Generating lists of satisfying values for a set of constraints

Question

Given a set of constraints, I would like to efficiently generate the set of values.

Suppose I have a few constraints on my Thungus[1]:

goodThungus(X) :-
               X > 100,
               X < 1000.
               sin(X) = 0.

Now, I can check a Thungus by asking:

goodThungus(500).

I would like to generate all good Thungi. I'm not sure how to do that; I'm really not sure about how to do it efficiently.

Note: this of course has to be a computable generation.

[1] Arbitrary object selected for this example.

Answer 1

What you are asking for can't be done in the full general case: imagine doing f(X) = 0 where f is a function for which the roots cannot be analytically determined, for example.

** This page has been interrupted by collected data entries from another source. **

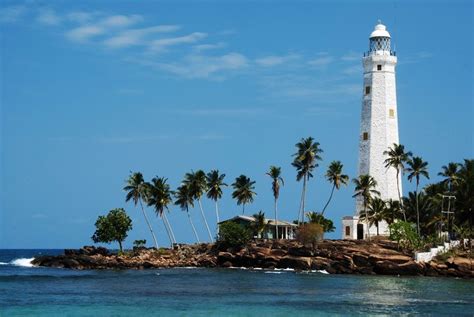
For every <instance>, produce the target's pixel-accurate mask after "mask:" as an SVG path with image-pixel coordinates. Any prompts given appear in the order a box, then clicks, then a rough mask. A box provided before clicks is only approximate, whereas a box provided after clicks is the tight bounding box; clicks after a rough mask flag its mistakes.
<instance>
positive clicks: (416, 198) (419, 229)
mask: <svg viewBox="0 0 474 317" xmlns="http://www.w3.org/2000/svg"><path fill="white" fill-rule="evenodd" d="M418 183H419V181H418V180H417V181H416V188H415V198H416V228H417V232H418V235H420V210H419V209H418Z"/></svg>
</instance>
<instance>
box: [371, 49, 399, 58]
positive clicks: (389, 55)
mask: <svg viewBox="0 0 474 317" xmlns="http://www.w3.org/2000/svg"><path fill="white" fill-rule="evenodd" d="M374 55H382V56H397V52H395V51H392V50H389V51H386V50H378V51H368V52H364V57H368V56H374Z"/></svg>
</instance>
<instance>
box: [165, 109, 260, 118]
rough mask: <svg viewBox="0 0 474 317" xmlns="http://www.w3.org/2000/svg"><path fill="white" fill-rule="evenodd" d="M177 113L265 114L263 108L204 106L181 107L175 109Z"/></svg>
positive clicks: (176, 112)
mask: <svg viewBox="0 0 474 317" xmlns="http://www.w3.org/2000/svg"><path fill="white" fill-rule="evenodd" d="M173 112H174V113H176V114H180V115H188V116H204V117H207V116H218V117H221V116H224V117H225V116H230V117H235V116H253V115H260V114H263V109H262V108H204V109H181V110H176V111H173Z"/></svg>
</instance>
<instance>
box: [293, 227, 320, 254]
mask: <svg viewBox="0 0 474 317" xmlns="http://www.w3.org/2000/svg"><path fill="white" fill-rule="evenodd" d="M323 235H324V227H323V226H322V225H320V224H318V223H305V224H302V225H301V226H299V228H298V230H296V240H298V241H299V242H301V243H302V244H312V245H313V248H316V243H317V242H318V241H320V240H322V239H323Z"/></svg>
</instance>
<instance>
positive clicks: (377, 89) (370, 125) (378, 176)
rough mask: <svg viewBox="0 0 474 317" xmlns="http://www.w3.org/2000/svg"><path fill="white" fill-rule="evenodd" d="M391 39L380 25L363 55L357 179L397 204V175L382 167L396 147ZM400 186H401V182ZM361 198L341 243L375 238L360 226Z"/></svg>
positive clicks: (361, 222) (342, 222)
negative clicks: (387, 152) (395, 143)
mask: <svg viewBox="0 0 474 317" xmlns="http://www.w3.org/2000/svg"><path fill="white" fill-rule="evenodd" d="M390 42H391V37H390V33H388V31H387V29H386V27H385V25H383V24H382V23H381V22H380V21H379V23H378V24H377V25H376V26H375V29H374V31H373V32H372V33H371V34H370V39H369V51H368V52H366V53H364V57H363V58H362V64H363V66H364V86H363V97H362V114H361V123H360V135H359V170H358V173H359V175H364V174H368V175H370V176H372V177H373V178H374V179H375V180H376V182H377V187H376V189H377V190H378V191H379V192H380V198H381V199H383V200H388V199H394V200H398V190H397V175H396V170H395V169H394V168H388V169H387V168H386V167H385V163H384V161H385V159H386V156H385V155H384V154H383V152H384V151H386V150H387V149H388V148H389V147H392V146H393V144H394V143H396V144H398V143H399V140H398V120H397V93H396V85H395V66H396V64H397V57H396V55H395V52H394V51H392V49H391V43H390ZM400 184H401V182H400ZM362 209H363V200H362V198H359V197H358V198H357V199H356V208H355V216H349V217H344V218H343V221H342V223H343V232H342V238H343V239H364V238H366V237H367V232H368V230H370V235H375V234H376V231H377V230H376V228H375V226H372V227H370V228H368V226H367V224H366V223H365V222H359V217H358V215H359V213H360V212H361V211H362ZM379 233H380V234H387V233H388V228H387V224H386V223H385V222H383V223H379Z"/></svg>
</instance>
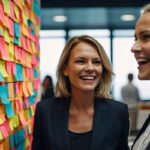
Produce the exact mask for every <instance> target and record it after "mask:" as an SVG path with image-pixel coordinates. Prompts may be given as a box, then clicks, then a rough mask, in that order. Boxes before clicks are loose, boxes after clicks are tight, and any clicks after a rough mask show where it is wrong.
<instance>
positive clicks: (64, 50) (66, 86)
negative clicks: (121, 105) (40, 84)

Or suppose f(X) is the function "does the program X halt?". No computer is going to solve that for you.

Your options are basically to either:

• Limit the set of constraints to things that you can reason about. e.g. inequalities are good because you can identify ranges, then do intersections and unions on ranges efficiently etc.

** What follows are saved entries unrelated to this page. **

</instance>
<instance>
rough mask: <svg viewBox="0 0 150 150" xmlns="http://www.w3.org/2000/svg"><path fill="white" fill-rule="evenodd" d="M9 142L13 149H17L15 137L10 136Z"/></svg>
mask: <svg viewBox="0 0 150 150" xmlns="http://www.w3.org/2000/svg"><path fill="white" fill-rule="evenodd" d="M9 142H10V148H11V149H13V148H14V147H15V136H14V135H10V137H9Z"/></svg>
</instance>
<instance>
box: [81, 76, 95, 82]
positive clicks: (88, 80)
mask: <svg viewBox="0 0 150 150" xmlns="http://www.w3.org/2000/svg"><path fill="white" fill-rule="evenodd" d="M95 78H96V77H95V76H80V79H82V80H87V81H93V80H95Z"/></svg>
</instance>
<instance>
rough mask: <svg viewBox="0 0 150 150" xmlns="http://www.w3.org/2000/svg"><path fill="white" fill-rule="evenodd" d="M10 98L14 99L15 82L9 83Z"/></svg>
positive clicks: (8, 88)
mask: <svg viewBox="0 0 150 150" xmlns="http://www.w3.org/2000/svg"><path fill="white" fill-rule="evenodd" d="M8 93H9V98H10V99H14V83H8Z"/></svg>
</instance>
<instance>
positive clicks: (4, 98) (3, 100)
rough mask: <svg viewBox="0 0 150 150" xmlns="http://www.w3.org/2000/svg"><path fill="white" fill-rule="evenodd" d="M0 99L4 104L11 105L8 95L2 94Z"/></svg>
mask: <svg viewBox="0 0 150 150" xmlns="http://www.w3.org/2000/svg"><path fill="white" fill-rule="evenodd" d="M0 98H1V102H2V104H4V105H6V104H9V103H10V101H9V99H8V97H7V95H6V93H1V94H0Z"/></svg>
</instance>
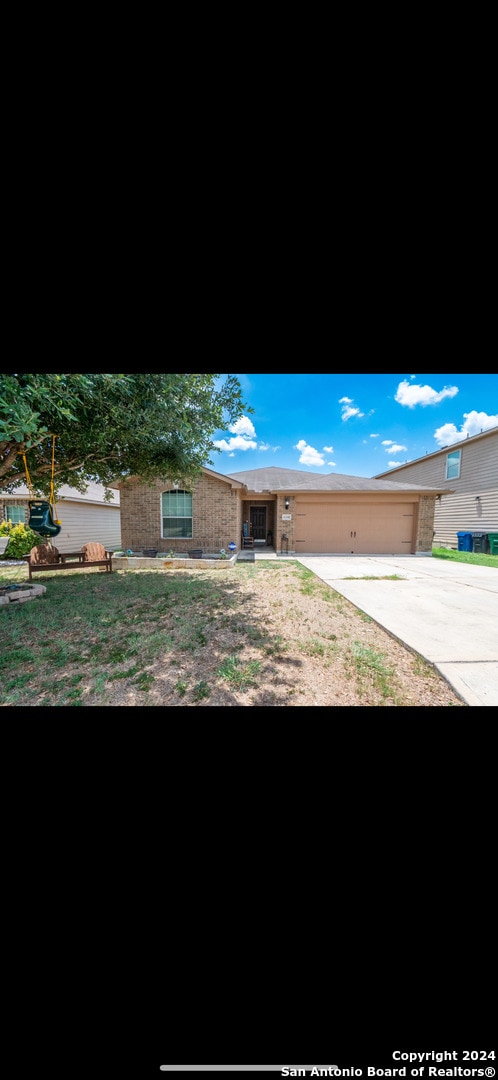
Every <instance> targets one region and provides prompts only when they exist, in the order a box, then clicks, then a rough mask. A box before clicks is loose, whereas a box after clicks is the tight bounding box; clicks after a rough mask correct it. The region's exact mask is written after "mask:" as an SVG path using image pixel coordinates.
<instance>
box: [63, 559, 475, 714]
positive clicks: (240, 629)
mask: <svg viewBox="0 0 498 1080" xmlns="http://www.w3.org/2000/svg"><path fill="white" fill-rule="evenodd" d="M175 572H176V573H184V572H188V571H184V570H181V569H179V570H176V571H175ZM198 572H202V573H203V575H206V576H214V577H215V578H216V580H218V581H219V582H220V579H219V572H220V571H218V570H210V569H203V570H202V571H201V570H200V571H198ZM223 572H224V576H225V573H227V575H228V576H232V577H231V580H230V578H228V581H224V589H223V590H220V591H219V608H218V609H217V610H216V609H213V610H211V611H210V612H207V620H206V619H205V618H204V619H203V620H200V615H199V611H196V610H192V611H191V612H190V613H189V619H190V620H191V629H194V626H196V625H197V621H198V622H199V647H198V648H196V649H193V650H187V651H186V650H185V648H181V645H180V638H181V624H183V621H185V618H186V616H185V612H180V611H178V612H176V613H175V611H171V612H167V615H166V616H165V617H164V623H163V630H164V633H165V634H167V635H169V637H170V643H169V648H167V650H165V651H164V653H161V654H160V656H159V657H158V658H157V659H153V660H152V661H150V662H149V663H146V664H145V666H144V672H145V676H146V683H145V684H144V680H142V685H140V684H136V685H135V684H131V681H130V680H116V681H109V683H107V684H106V687H105V691H104V694H103V696H102V698H100V700H99V702H98V704H105V705H115V706H127V705H135V706H140V705H142V706H150V705H153V706H166V707H171V706H186V705H188V706H208V707H217V708H221V707H227V706H228V707H230V706H240V705H248V706H251V705H253V706H254V705H257V706H261V705H264V706H282V705H293V706H294V705H297V706H299V705H319V706H331V705H332V706H334V705H352V706H388V707H400V706H406V705H408V706H416V707H420V706H422V707H423V706H465V707H467V706H466V703H465V702H463V701H462V700H461V699H460V698H459V697H458V694H457V693H456V692H455V691H454V690H453V688H452V687H450V686H449V685H448V684H447V683H446V680H445V679H444V678H443V677H442V675H440V673H439V672H438V671H436V669H434V667H432V665H430V664H428V663H427V661H425V660H423V659H422V658H420V657H419V656H418V653H415V652H413V651H412V650H410V649H408V648H407V647H406V646H404V645H403V644H401V643H400V642H399V640H398V639H395V638H393V637H391V635H390V634H389V633H388V632H387V631H386V630H383V627H381V626H379V625H378V624H377V623H376V622H374V621H373V620H372V619H371V618H369V617H367V616H365V615H364V613H363V612H362V611H361V610H360V609H359V608H355V607H354V606H353V605H352V604H351V603H350V602H349V600H347V599H345V598H344V597H342V596H341V595H340V594H339V593H337V592H335V590H333V589H331V588H329V586H327V585H325V584H324V583H323V582H321V581H320V579H318V578H317V577H315V576H314V575H311V573H310V572H309V571H306V570H305V569H304V567H301V566H300V565H299V564H292V563H285V564H283V563H281V564H279V566H278V569H277V570H275V567H274V565H272V566H264V565H261V563H259V564H245V565H243V566H240V567H234V568H233V569H230V570H227V571H223ZM175 627H176V634H175ZM159 629H160V623H159V622H158V616H157V613H156V616H154V618H153V620H151V622H150V623H149V624H148V621H147V618H144V620H143V633H144V640H147V634H148V633H149V632H150V633H158V630H159ZM111 671H112V669H111V667H109V674H110V673H111ZM91 699H92V700H86V701H84V700H83V702H82V704H89V705H90V704H97V702H96V701H94V700H93V694H92V696H91Z"/></svg>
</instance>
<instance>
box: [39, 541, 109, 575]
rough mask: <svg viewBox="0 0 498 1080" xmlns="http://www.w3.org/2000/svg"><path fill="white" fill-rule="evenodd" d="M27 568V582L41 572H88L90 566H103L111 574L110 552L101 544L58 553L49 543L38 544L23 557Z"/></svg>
mask: <svg viewBox="0 0 498 1080" xmlns="http://www.w3.org/2000/svg"><path fill="white" fill-rule="evenodd" d="M24 559H25V562H26V563H27V566H28V576H29V581H31V579H32V575H33V573H41V572H42V571H43V570H88V569H89V568H90V567H91V566H103V567H105V569H106V571H107V572H108V573H111V572H112V552H111V551H107V549H106V548H105V546H104V544H102V543H94V542H93V541H91V542H90V543H84V544H83V545H82V548H81V550H80V551H64V552H59V551H58V550H57V548H53V546H52V544H50V543H40V544H38V546H37V548H32V549H31V551H30V553H29V555H25V556H24Z"/></svg>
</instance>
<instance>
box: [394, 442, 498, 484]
mask: <svg viewBox="0 0 498 1080" xmlns="http://www.w3.org/2000/svg"><path fill="white" fill-rule="evenodd" d="M494 433H495V434H498V427H496V426H495V427H494V428H486V431H480V432H479V434H477V435H469V436H468V437H467V438H461V440H459V442H458V443H449V444H448V446H440V448H439V450H433V451H432V454H423V455H422V457H421V458H412V460H410V461H403V464H402V465H394V467H393V468H392V469H386V470H385V472H381V473H376V476H388V475H389V473H392V472H400V471H401V470H402V469H406V467H407V465H415V464H417V462H418V461H429V459H430V458H436V457H438V455H441V454H450V453H452V450H458V449H459V448H460V447H461V446H468V445H469V443H475V442H476V441H477V438H485V437H486V435H493V434H494ZM445 494H446V495H447V494H448V491H447V490H446V492H445Z"/></svg>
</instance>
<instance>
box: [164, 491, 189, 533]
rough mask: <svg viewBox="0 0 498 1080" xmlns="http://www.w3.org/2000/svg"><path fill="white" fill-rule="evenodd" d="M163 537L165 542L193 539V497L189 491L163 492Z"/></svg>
mask: <svg viewBox="0 0 498 1080" xmlns="http://www.w3.org/2000/svg"><path fill="white" fill-rule="evenodd" d="M162 535H163V539H164V540H190V539H191V538H192V536H193V532H192V496H191V495H189V492H188V491H163V496H162Z"/></svg>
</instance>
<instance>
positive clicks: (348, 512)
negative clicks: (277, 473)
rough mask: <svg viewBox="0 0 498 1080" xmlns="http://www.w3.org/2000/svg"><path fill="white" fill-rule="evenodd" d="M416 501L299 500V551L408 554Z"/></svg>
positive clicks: (383, 554)
mask: <svg viewBox="0 0 498 1080" xmlns="http://www.w3.org/2000/svg"><path fill="white" fill-rule="evenodd" d="M414 515H415V504H414V503H410V502H407V503H400V502H396V503H376V504H375V505H374V504H373V503H372V502H371V503H368V504H367V505H361V504H360V505H356V504H347V503H342V504H341V503H336V504H335V505H334V503H326V502H302V503H300V502H297V503H296V517H295V534H294V536H295V550H296V554H306V553H308V554H311V553H319V552H322V553H327V554H346V555H350V554H352V555H409V554H410V552H412V550H413V532H414Z"/></svg>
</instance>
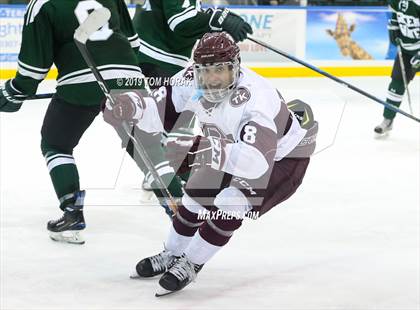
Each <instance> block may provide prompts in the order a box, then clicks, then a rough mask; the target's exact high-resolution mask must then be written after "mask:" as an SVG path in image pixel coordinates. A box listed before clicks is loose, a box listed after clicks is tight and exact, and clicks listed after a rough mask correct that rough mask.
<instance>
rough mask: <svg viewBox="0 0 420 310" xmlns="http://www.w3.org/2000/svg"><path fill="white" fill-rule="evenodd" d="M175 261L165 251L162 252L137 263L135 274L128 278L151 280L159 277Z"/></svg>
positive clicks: (170, 252) (167, 252) (174, 258)
mask: <svg viewBox="0 0 420 310" xmlns="http://www.w3.org/2000/svg"><path fill="white" fill-rule="evenodd" d="M175 259H176V257H175V256H173V255H172V254H171V252H170V251H167V250H163V251H162V252H160V253H159V254H157V255H153V256H150V257H147V258H144V259H142V260H141V261H139V262H138V264H137V266H136V272H135V273H134V274H133V275H131V276H130V278H132V279H138V278H151V277H154V276H157V275H160V274H162V273H164V272H165V271H167V270H168V269H169V268H170V266H171V265H172V264H173V263H174V260H175Z"/></svg>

• Limit the set of values to a small enough number that you can test them individually against each of the constraints

UPDATE: For the kind of constraints stated in the question (ranges of real values and real-valued functions that can be analytically solved and have a finite number of solutions within any range) I would suggest the following approach:

• Write a generating function that can iteratively return solutions for you function within a given range... this will need to be done analytically e.g. exploiting the fact that sin(X)=0 implies X=n*pi where n is any integer.
• Do interval arithmetic and bounding on your range constraints to work out the range(s) that need to be scanned (in the example you would want the range 100 < X < 1000)
• Apply your generating function to each of the target ranges in order to create all of the possible solutions.

Answer 2

He is searching any X in [100..1000] for that sin(x) = 0. But this is a pure mathematical problem, and not meant for relational logical deduction / backtracking. simple Prolog is not suited for this?

Answer 3

I'll preface my suggestion by stating that I'm no expert in using numerical constraint logic programming systems, but here goes...

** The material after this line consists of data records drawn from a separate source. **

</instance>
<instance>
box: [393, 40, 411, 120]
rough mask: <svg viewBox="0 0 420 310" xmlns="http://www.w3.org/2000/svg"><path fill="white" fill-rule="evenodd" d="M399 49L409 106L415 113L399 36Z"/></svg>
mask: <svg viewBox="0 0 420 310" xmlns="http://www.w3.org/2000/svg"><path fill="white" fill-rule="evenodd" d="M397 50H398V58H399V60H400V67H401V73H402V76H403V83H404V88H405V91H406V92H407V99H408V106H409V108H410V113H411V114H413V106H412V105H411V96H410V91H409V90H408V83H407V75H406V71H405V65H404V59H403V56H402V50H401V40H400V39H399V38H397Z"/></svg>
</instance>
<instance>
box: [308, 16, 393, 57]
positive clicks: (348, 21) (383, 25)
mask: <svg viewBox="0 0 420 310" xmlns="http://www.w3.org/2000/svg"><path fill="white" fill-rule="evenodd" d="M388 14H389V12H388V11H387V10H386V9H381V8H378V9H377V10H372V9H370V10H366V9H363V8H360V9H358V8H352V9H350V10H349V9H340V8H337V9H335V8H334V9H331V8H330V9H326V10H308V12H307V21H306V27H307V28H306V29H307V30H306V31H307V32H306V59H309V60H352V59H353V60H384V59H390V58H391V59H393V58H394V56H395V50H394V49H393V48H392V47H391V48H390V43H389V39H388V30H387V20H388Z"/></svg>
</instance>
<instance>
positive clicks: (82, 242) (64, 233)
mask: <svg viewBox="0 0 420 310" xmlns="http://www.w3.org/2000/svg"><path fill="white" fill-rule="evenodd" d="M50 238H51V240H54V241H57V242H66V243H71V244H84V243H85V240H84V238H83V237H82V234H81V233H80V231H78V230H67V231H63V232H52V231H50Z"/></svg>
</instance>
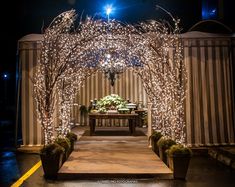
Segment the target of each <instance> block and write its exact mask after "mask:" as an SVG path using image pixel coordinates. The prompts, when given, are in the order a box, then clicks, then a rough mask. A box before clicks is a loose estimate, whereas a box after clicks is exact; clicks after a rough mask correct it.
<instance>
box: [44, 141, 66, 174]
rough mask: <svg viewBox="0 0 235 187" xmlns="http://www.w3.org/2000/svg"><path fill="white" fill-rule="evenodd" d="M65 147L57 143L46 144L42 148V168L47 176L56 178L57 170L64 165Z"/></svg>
mask: <svg viewBox="0 0 235 187" xmlns="http://www.w3.org/2000/svg"><path fill="white" fill-rule="evenodd" d="M63 155H64V148H63V147H61V146H60V145H58V144H57V143H51V144H48V145H45V146H44V147H43V148H42V149H41V150H40V157H41V161H42V168H43V171H44V177H45V178H56V177H57V172H58V170H59V169H60V167H61V166H62V160H63Z"/></svg>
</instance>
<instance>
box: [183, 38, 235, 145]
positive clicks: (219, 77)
mask: <svg viewBox="0 0 235 187" xmlns="http://www.w3.org/2000/svg"><path fill="white" fill-rule="evenodd" d="M183 45H184V61H185V64H186V68H187V71H188V85H187V86H188V91H187V96H186V111H185V112H186V113H185V115H186V135H187V143H188V144H191V145H195V146H200V145H219V144H227V143H234V120H233V114H234V112H233V96H234V95H233V87H232V84H233V75H232V59H231V56H230V53H231V40H230V39H228V38H220V39H218V38H206V39H205V38H204V39H202V38H201V39H200V38H199V39H189V38H187V39H184V40H183Z"/></svg>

On the surface, I'd think that solving this kind of problem in PROLOG would be best suited to a numerical constraint logic programming system, perhaps such as CLP(R) (for reals) in SWI-PROLOG; unfortunately, the specific problem you've asked for is seeking to solve for a set of constraints including a non-linear constraint, which seems to be not well or widely supported amongst PROLOG implementations; instead, they seem to deal mainly with linear constraints and often have limited support for non-linear constraints such as X = sin(Y), for example.

Take SWI-PROLOG's CLP(R) library, and the following example program:

:- use_module(library(clpr)).

report_xsq_zeros :-
    findall(X, {0 = (X * X) - 10}, Results),
    write_ln(Results).

report_sin_zeros :-
    findall(X, {0 = sin(X)}, Results),
    write_ln(Results).

Now, executing report_xsq_zeros gives us:

 ?- report_xsq_zeros.
[3.16228, -3.16228]
true.

Here, the system correctly computed the zeros of the quadratic x^2 - 10, which are indeed approximately 3.16228 and -3.16228, where the range of X was unbounded. However, when we execute report_sin_zeros, we get:

 ?- report_sin_zeros.
[0.0]
true.

We see that the system only computed a single zero of the function sin(X), even though the range of X was indeed also unbounded. Perhaps this is because it is recognized that there are an infinite number of solutions here (though I'm only guessing...). If we were to program what you've asked for:

report_sin_zeros :-
    findall(X, {X > 100, X < 1000, 0 = sin(X)}, Results),
    write_ln(Results).

We get no results, as the underlying system only computed a single zero for sin(X) as shown earlier (i.e., binding X to 0.0 which lies outside the stated range):

 ?- report_sin_zeros.
[]
true.

I conclude that I've either not demonstrated proper usage of SWI-PL CLP(R) (I suggest you look into it yourself), or it won't solve your specific (non-linear) problem. Other CLP(R) implementations may behave differently to SWI-PROLOG CLP(R), but I don't have them installed so I can't check, but you could try SICSTUS CLP(R) or others; the syntax looks similar.